Dubai, Abu Dhabi: UAE Urges Wealthy Families to Plan Succession - Bloomberg

The United Arab Emirates is stepping up efforts to formalize succession planning among its wealthiest families, moves aimed at avoiding conflicts and economic disruption when control passes on to the next generation.

Officials from the country’s economy ministry recently met with heads of prominent business families to encourage them to establish formal structures around their wealth, according to people familiar with the matter.

The discussions centered around the potential creation of family offices to better manage generational transitions and a renewed effort to encourage local listings, the people said, declining to be identified as the information is confidential.

Family-owned businesses make up about 90% of private companies in the UAE, spanning sectors from supermarket chains to luxury car dealerships. While there are no official estimates, US-based Dash Venture Labs projects that the country’s richest families will control a combined $1 trillion by the end of next year.

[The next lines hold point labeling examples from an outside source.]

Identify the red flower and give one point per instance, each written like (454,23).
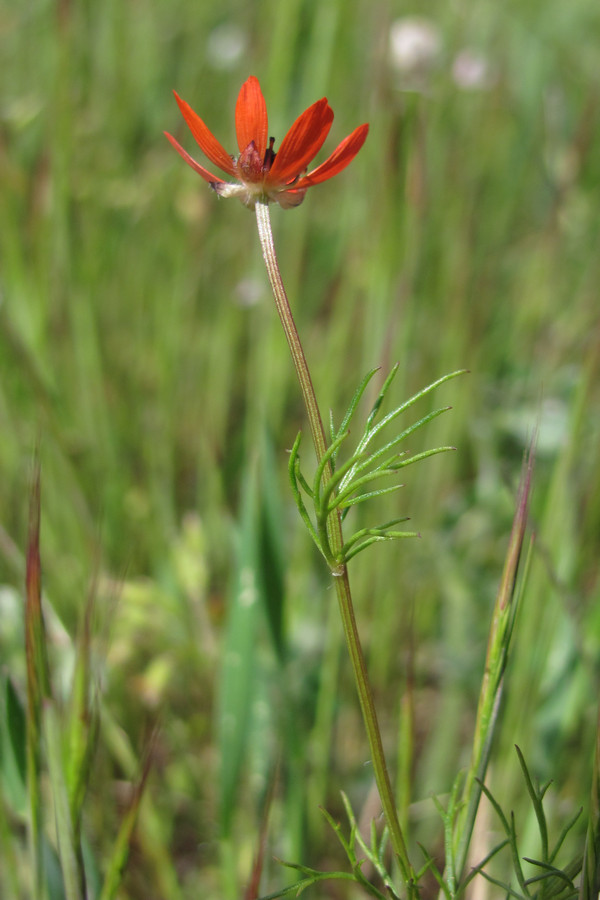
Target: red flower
(259,172)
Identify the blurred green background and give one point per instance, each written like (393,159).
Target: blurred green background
(140,351)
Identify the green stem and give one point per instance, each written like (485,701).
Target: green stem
(336,542)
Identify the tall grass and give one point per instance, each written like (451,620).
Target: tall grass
(141,353)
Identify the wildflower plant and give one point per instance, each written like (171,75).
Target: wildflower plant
(352,471)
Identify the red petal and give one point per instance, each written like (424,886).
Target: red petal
(208,176)
(302,142)
(206,140)
(339,159)
(251,123)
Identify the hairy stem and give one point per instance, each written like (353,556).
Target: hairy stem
(336,542)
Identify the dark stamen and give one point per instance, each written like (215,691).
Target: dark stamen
(269,155)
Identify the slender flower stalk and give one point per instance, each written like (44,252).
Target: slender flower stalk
(261,176)
(340,572)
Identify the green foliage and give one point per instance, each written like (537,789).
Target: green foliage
(345,487)
(140,350)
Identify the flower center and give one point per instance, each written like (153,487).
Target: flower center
(269,156)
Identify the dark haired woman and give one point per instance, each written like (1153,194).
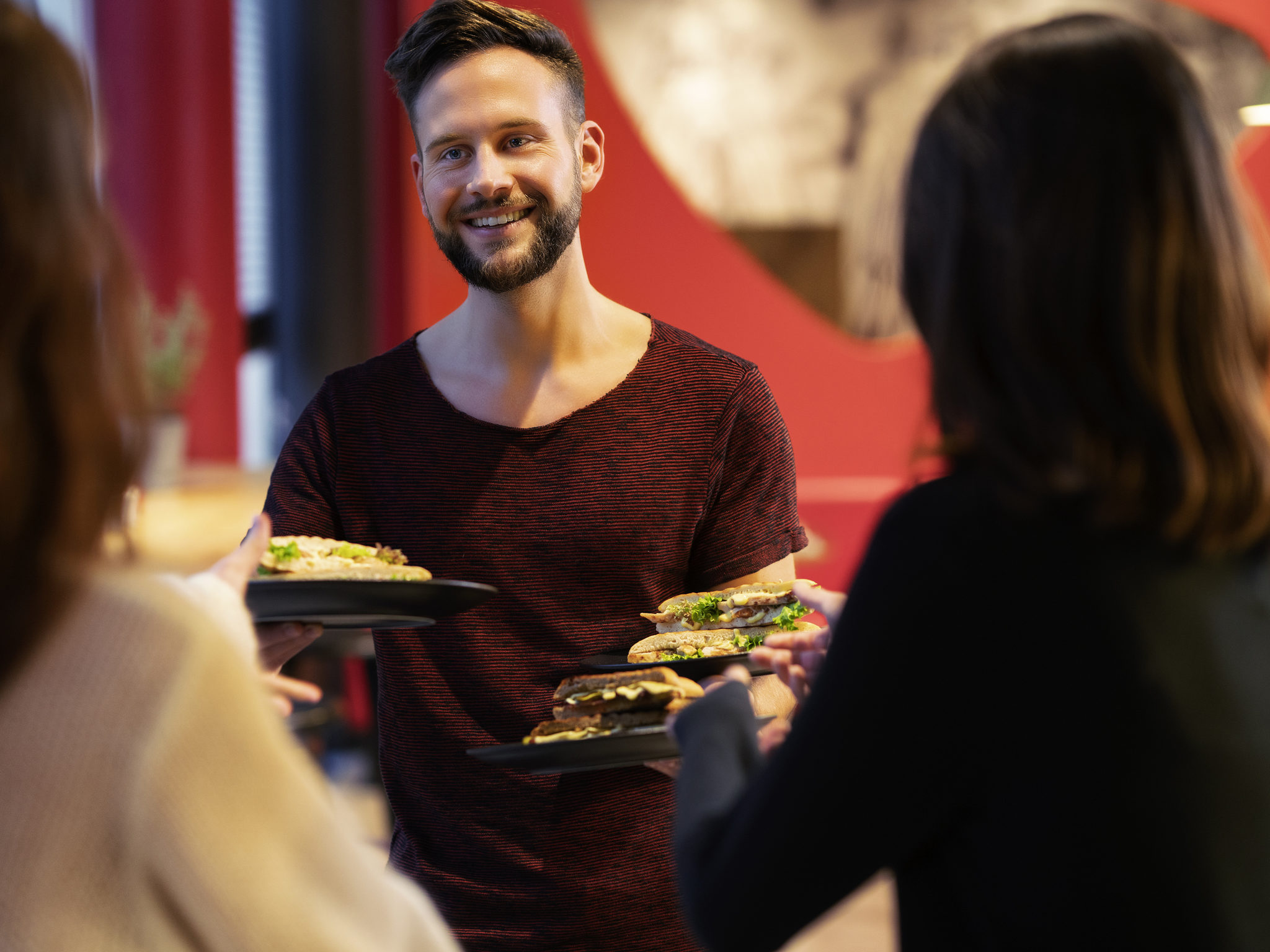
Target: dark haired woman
(150,798)
(1047,703)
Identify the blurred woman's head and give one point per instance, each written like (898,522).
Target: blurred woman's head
(70,394)
(1077,267)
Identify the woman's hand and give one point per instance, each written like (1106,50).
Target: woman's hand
(239,566)
(283,691)
(797,656)
(278,643)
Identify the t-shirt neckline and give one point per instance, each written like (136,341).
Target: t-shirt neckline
(654,338)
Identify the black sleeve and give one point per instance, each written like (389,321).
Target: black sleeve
(877,763)
(301,499)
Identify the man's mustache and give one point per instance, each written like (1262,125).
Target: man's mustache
(488,206)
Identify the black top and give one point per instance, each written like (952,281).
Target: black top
(1055,739)
(678,479)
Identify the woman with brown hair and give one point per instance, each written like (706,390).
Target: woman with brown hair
(1047,702)
(150,798)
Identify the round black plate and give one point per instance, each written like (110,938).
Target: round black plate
(694,668)
(358,603)
(629,748)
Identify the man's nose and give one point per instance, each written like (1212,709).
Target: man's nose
(491,175)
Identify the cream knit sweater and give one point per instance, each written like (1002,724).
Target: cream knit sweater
(150,799)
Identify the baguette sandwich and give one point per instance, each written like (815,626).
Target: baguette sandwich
(713,624)
(710,643)
(313,558)
(595,705)
(741,607)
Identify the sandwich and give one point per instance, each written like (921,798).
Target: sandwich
(313,558)
(710,643)
(713,624)
(597,705)
(742,607)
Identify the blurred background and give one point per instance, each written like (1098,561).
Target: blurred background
(258,161)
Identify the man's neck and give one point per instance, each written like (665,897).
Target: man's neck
(538,353)
(556,320)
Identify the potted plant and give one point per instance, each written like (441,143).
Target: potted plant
(173,351)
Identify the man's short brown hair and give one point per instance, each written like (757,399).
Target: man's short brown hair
(451,30)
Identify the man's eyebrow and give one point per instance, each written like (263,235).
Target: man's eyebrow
(520,122)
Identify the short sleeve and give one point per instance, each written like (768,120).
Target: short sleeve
(301,499)
(751,517)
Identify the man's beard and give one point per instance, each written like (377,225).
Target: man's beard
(551,236)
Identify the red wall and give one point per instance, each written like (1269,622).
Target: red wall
(856,410)
(166,86)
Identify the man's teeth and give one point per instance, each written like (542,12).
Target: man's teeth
(499,220)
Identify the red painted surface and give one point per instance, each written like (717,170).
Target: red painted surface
(854,409)
(166,83)
(1253,150)
(384,121)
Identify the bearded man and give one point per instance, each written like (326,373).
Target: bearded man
(586,459)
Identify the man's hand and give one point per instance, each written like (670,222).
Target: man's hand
(797,656)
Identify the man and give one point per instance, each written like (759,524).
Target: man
(586,460)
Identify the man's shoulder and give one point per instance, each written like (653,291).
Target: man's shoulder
(370,377)
(711,367)
(690,346)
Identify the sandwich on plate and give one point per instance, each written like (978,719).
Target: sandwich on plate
(313,558)
(728,622)
(597,705)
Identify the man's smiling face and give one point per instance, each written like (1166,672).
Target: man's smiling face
(499,167)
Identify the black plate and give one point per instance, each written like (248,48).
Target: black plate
(356,603)
(629,748)
(694,668)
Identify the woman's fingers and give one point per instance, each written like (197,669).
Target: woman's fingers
(239,566)
(294,689)
(281,643)
(824,601)
(285,691)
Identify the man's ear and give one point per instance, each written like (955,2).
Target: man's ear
(591,154)
(417,174)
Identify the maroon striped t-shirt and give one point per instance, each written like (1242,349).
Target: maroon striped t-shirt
(678,479)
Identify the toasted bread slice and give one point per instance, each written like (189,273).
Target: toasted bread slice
(706,643)
(601,725)
(648,689)
(322,559)
(738,607)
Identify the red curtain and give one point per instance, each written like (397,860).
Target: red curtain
(166,86)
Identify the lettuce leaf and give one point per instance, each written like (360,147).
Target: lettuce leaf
(790,614)
(285,553)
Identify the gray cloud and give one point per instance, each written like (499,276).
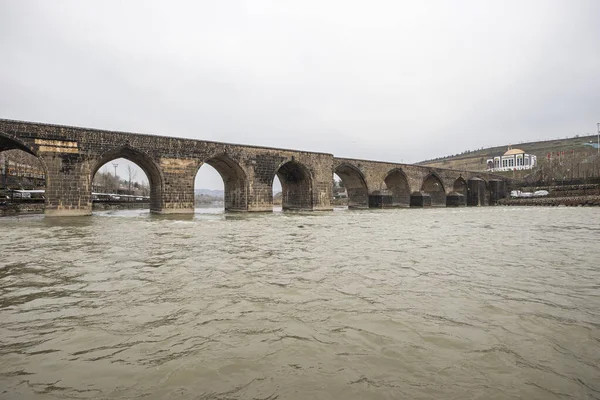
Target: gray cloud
(386,80)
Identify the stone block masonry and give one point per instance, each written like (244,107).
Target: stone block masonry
(71,156)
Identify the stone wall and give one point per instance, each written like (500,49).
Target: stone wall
(71,156)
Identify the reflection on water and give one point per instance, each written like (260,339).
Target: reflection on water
(490,303)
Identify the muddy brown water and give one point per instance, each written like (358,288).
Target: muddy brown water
(477,303)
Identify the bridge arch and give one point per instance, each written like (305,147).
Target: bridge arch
(32,172)
(355,184)
(458,196)
(296,186)
(434,187)
(145,162)
(235,181)
(8,142)
(398,186)
(478,191)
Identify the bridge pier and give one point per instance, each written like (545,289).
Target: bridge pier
(68,186)
(476,192)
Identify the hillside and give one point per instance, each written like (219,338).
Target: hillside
(476,160)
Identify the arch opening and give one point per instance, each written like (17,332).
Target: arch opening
(477,192)
(458,197)
(134,172)
(339,193)
(296,186)
(433,186)
(221,183)
(277,194)
(22,173)
(120,183)
(351,184)
(398,188)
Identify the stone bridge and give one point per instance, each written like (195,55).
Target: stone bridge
(71,156)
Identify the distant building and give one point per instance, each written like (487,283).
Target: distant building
(513,159)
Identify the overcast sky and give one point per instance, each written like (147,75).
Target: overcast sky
(384,80)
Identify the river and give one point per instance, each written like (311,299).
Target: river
(471,303)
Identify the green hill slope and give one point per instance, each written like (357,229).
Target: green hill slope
(476,160)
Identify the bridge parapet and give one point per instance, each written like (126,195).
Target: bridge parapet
(71,156)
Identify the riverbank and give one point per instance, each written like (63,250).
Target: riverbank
(38,208)
(570,201)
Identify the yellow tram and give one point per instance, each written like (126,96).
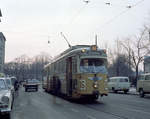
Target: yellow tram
(78,72)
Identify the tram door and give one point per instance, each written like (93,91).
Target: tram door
(69,76)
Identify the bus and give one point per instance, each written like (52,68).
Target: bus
(79,72)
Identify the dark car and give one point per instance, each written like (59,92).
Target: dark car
(31,84)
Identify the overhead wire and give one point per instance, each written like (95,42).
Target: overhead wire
(129,7)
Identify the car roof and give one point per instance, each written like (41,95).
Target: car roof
(118,77)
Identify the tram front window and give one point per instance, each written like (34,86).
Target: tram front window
(93,65)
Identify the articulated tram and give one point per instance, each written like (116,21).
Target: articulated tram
(80,71)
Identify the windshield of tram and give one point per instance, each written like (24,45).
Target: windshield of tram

“One-in-four estates in the Middle East looks set to transfer without predefined rules or instructions, creating a host of cost and time pressures,” according to a January report from the Dubai International Financial Centre’s Innovation Hub. About $49 billion could go unclaimed in the region before 2030, with another $123 billion held up for over six months in costly probate processes, the report estimated.

Additionally, the clans themselves have evolved in recent years, increasingly deploying capital into private equity and venture capital deals. Since such investments are typically riskier bets, the government is keen to have more formalized internal governance and processes, according to one of the people.

The UAE foreign ministry didn’t respond to requests for comment.

Traditionally, the country’s rulers relied on merchant families, granting them control over certain sectors in exchange for support. However, as the UAE economy starts to open up more, and as many conglomerates face their first generational transitions, that model is showing signs of strain.

The urgency to have structures in place was underscored following the 2021 death of Majid Al Futtaim, who helmed a $16.5 billion shopping and entertainment empire widely seen as an anchor of Dubai’s economy.

The inheritance was left unresolved and a special judicial committee had to be appointed to oversee the transition — a relatively rare occurrence reserved for high-profile cases. Since then, the UAE has unveiled several steps to enhance the governance of family-run companies.

The UAE’s renewed push for succession planning also comes as a growing number of the world’s richest people — from hedge fund titan Ray Dalio to Nigerian billionaire Aliko Dangote — establish family offices in the country. Dubai’s financial hub alone hosts family offices overseeing $1.2 trillion in assets.